Later, cafeterias appeared as well, in 24 cities of the empire: Moscow had 6, St. Petersburg had 5, and Kyiv had 7.

Korney Ivanovich Chukovsky described how Ilya Repin led him into such an exotic place: “There you had to stand in line for a long time—for bread, for dishes, and for some kind of tin tokens… The main draws at this vegetarian canteen were pea cutlets, cabbage, and potatoes. A two-course lunch cost thirty kopecks.”

Repin himself, of course, was absolutely delighted: “The canteen is run impeccably; in the entryway, the cloakroom attendants are not allowed to take any payment. And this has serious meaning, given the special influx here of underfunded students… The walls of all the rooms are covered with photographic portraits of Leo Tolstoy, of different sizes and in different angles and poses. And at the very end of the rooms, on the right—in the reading room—hangs an enormous life-size portrait of L. N. Tolstoy on a gray, dappled horse, riding through the Yasnaya Polyana forest… The selection of dishes is quite sufficient, but that is not the main thing; the main thing is that whatever dish you take is so tasty, fresh, and nourishing that the words slip out of your mouth: why, this is a feast!”

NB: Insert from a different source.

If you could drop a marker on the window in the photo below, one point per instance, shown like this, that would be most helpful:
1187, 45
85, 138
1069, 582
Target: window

Moscow became the center of vegetarianism in 1909, when the “Moscow Vegetarian Society” was founded; it lasted until 1929.

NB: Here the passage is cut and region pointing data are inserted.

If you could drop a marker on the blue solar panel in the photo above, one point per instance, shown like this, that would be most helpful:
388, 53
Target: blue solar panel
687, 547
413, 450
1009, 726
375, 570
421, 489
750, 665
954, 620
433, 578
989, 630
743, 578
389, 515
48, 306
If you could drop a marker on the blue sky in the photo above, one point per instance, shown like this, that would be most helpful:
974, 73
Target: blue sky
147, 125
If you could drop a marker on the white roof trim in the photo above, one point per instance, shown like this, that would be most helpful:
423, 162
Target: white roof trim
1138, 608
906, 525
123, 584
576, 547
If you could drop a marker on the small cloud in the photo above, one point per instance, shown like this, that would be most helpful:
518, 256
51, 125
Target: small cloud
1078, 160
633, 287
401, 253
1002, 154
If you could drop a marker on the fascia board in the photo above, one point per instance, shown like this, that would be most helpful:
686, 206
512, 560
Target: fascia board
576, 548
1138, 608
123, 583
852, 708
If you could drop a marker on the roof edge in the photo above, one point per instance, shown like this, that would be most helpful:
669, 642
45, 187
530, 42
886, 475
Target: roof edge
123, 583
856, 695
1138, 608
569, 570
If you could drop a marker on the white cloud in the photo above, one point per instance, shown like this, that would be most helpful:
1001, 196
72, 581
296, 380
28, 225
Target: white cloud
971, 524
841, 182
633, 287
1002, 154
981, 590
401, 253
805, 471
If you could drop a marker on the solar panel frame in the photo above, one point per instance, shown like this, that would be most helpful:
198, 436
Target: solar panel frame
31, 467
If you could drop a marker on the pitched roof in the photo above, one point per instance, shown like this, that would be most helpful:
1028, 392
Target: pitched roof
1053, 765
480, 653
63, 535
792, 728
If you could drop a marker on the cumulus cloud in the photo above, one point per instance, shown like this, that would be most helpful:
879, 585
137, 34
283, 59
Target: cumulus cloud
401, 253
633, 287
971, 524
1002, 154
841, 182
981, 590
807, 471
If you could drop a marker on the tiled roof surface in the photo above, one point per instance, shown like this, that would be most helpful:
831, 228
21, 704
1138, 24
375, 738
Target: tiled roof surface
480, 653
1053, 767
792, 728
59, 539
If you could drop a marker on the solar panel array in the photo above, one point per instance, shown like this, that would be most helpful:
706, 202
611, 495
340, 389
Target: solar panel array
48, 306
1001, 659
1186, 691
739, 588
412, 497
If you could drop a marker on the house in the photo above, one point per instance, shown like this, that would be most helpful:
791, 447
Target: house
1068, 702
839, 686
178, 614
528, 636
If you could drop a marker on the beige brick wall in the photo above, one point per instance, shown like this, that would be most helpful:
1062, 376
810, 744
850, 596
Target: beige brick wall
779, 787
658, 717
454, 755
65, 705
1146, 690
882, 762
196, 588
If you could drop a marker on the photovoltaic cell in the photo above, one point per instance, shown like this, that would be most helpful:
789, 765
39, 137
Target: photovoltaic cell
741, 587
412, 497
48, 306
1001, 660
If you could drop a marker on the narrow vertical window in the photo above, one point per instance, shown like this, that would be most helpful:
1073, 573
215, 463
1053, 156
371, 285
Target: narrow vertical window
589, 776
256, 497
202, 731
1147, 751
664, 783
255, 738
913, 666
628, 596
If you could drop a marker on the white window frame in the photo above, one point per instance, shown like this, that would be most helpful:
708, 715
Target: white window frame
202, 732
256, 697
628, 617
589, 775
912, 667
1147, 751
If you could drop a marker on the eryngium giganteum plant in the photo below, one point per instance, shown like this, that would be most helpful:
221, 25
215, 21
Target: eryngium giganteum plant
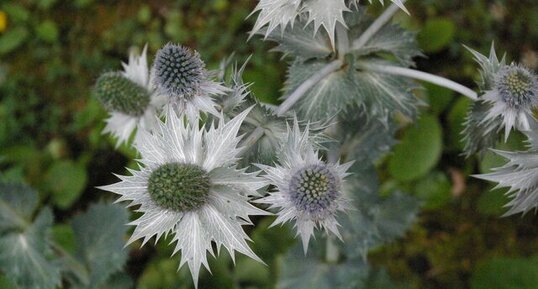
212, 155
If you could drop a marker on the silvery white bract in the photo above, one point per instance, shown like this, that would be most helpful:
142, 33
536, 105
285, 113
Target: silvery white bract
308, 190
189, 186
323, 13
520, 175
479, 133
180, 74
130, 98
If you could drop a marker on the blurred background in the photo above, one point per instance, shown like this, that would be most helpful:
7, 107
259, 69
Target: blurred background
52, 51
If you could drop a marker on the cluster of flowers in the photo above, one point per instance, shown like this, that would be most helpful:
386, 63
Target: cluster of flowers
190, 182
209, 152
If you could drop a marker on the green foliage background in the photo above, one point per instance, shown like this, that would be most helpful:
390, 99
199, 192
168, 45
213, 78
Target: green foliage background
52, 51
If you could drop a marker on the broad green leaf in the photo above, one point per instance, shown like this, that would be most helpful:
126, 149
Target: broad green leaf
419, 150
66, 180
506, 273
100, 239
364, 141
434, 189
47, 31
17, 205
12, 39
436, 34
438, 98
23, 255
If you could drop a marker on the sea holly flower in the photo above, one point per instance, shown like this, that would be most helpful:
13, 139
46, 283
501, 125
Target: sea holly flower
189, 185
512, 98
129, 98
180, 74
519, 174
308, 190
323, 13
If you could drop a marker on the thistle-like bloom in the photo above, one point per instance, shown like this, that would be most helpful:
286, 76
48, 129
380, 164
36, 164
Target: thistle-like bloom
129, 97
308, 190
514, 95
520, 175
281, 13
180, 74
189, 186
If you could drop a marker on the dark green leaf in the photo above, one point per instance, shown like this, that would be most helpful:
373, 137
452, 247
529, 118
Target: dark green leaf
100, 239
419, 151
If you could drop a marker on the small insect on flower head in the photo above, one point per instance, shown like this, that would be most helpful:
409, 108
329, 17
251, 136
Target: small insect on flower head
180, 74
514, 95
129, 98
308, 190
188, 185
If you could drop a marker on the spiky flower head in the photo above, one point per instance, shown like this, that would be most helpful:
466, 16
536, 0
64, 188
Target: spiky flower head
323, 13
129, 98
519, 175
180, 74
188, 185
308, 190
514, 95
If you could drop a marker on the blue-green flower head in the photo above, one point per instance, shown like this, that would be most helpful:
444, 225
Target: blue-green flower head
129, 97
189, 186
180, 75
512, 98
308, 190
178, 71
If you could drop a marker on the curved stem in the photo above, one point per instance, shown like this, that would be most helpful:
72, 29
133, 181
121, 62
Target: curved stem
307, 84
411, 73
376, 25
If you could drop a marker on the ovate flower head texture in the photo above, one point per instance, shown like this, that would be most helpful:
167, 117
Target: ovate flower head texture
308, 190
129, 97
514, 95
180, 74
188, 185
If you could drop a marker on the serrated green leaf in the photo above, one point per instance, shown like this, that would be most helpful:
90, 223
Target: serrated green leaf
317, 274
436, 34
392, 40
66, 180
375, 220
492, 202
23, 255
99, 234
419, 150
506, 273
325, 99
477, 135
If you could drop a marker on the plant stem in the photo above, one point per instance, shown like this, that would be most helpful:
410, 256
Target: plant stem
411, 73
307, 84
375, 26
331, 251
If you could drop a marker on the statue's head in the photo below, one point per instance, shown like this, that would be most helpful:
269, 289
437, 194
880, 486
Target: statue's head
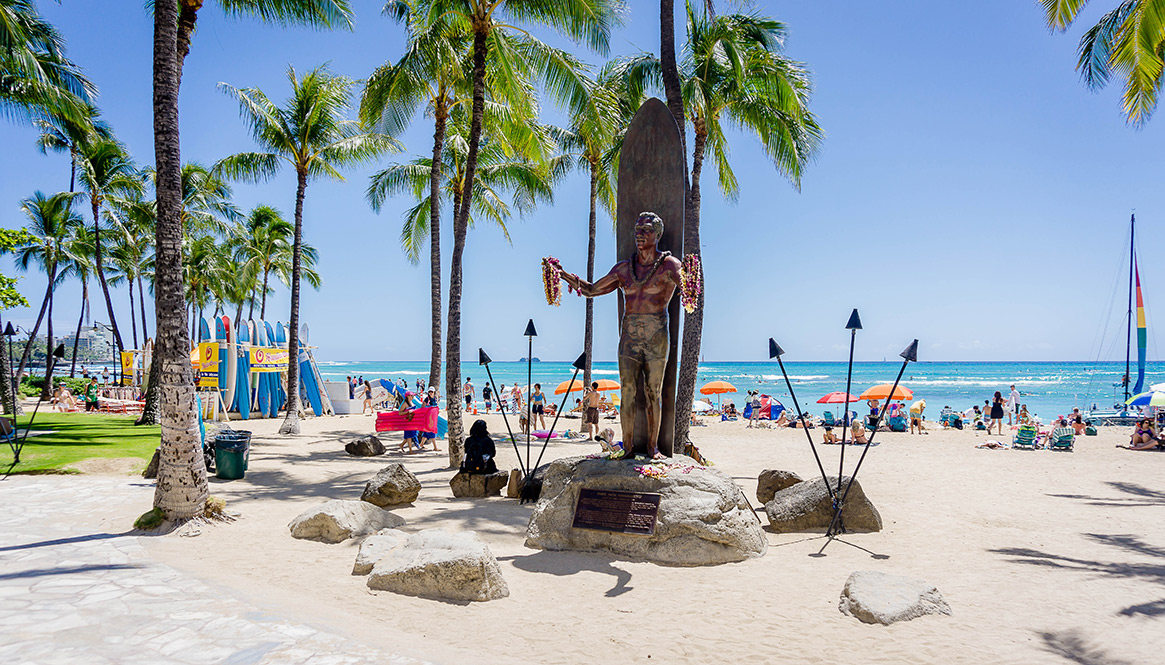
648, 230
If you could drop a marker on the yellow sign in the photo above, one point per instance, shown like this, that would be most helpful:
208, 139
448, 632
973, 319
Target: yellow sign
268, 359
206, 366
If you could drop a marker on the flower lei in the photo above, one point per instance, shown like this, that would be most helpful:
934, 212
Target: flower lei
691, 282
551, 271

In the first post-revolutionary years, vegetarianism remained popular. The old cafeterias kept operating, and one new one even opened—in a mansion on Petrovka Street. It was called “Take a Break from Meat.” This was exactly the place frequented by the newlyweds Kalachev, characters in Ilf and Petrov’s novel “The Twelve Chairs.”

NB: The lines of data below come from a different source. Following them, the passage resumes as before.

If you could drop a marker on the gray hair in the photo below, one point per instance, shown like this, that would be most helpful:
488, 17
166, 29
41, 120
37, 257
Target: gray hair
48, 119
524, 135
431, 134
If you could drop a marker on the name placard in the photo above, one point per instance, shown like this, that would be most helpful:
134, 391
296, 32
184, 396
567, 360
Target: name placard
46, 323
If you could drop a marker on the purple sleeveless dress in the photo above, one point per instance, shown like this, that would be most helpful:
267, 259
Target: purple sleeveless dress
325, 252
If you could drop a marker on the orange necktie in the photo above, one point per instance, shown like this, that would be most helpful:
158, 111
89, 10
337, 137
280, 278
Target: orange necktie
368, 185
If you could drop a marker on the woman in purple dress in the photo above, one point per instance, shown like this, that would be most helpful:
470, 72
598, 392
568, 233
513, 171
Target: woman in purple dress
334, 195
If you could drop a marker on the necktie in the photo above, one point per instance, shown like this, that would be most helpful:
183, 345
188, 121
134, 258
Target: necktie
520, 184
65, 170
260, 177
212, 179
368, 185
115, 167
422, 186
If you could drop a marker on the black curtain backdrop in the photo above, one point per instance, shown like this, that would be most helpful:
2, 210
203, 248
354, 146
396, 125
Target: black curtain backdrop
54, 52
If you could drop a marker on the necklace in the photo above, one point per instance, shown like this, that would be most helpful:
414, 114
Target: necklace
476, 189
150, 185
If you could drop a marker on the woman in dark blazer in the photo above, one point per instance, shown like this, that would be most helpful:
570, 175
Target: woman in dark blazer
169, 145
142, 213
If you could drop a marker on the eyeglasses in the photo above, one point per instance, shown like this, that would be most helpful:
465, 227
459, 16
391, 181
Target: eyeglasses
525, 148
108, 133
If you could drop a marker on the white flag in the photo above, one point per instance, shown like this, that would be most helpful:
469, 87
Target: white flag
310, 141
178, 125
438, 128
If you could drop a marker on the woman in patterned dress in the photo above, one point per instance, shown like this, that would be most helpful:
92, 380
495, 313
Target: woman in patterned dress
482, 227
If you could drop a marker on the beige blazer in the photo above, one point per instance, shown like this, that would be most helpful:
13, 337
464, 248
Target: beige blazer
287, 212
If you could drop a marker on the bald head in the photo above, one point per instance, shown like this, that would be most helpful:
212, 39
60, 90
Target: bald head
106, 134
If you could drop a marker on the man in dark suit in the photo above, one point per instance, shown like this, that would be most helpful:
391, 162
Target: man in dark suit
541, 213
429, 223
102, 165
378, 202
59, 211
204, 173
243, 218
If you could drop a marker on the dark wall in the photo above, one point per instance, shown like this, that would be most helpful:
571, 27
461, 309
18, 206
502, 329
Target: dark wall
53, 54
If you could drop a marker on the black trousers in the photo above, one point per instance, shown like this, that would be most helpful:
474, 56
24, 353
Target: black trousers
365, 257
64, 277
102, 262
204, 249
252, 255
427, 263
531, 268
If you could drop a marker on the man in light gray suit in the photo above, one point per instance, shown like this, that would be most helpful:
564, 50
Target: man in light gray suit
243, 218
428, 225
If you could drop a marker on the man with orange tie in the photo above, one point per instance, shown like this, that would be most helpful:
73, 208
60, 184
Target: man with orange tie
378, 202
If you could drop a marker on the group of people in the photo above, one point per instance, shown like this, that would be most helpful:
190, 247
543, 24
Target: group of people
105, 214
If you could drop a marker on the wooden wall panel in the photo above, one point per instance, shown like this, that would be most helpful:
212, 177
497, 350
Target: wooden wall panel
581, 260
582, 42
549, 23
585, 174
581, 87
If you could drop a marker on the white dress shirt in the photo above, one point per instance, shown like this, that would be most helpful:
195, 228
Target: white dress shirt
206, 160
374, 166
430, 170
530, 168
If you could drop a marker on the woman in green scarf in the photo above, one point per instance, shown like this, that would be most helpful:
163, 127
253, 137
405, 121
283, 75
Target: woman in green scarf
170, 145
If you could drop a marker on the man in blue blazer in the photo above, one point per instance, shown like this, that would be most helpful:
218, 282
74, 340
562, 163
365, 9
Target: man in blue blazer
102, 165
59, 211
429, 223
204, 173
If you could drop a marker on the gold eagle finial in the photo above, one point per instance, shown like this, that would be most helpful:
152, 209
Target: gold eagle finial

But gradually, vegetarians began to be viewed with suspicion. No wonder: suspicion was aroused by anything that stood out, even slightly, from the plain, mainstream trends. The canteens began to be renamed “dietetic” (that is how the word was spelled at the time), and then they were closed altogether or squeezed out by rent. Societies were dissolved, and their activists were arrested. Later, vegetarianism was banned as harmful food unsuitable for the Soviet person.

In 1951, in Volume 7 of the second edition of the Great Soviet Encyclopedia, “Varioloid – Vibrator,” it was officially stated: “Vegetarianism, based on false hypotheses and ideas, has no adherents in the Soviet Union.”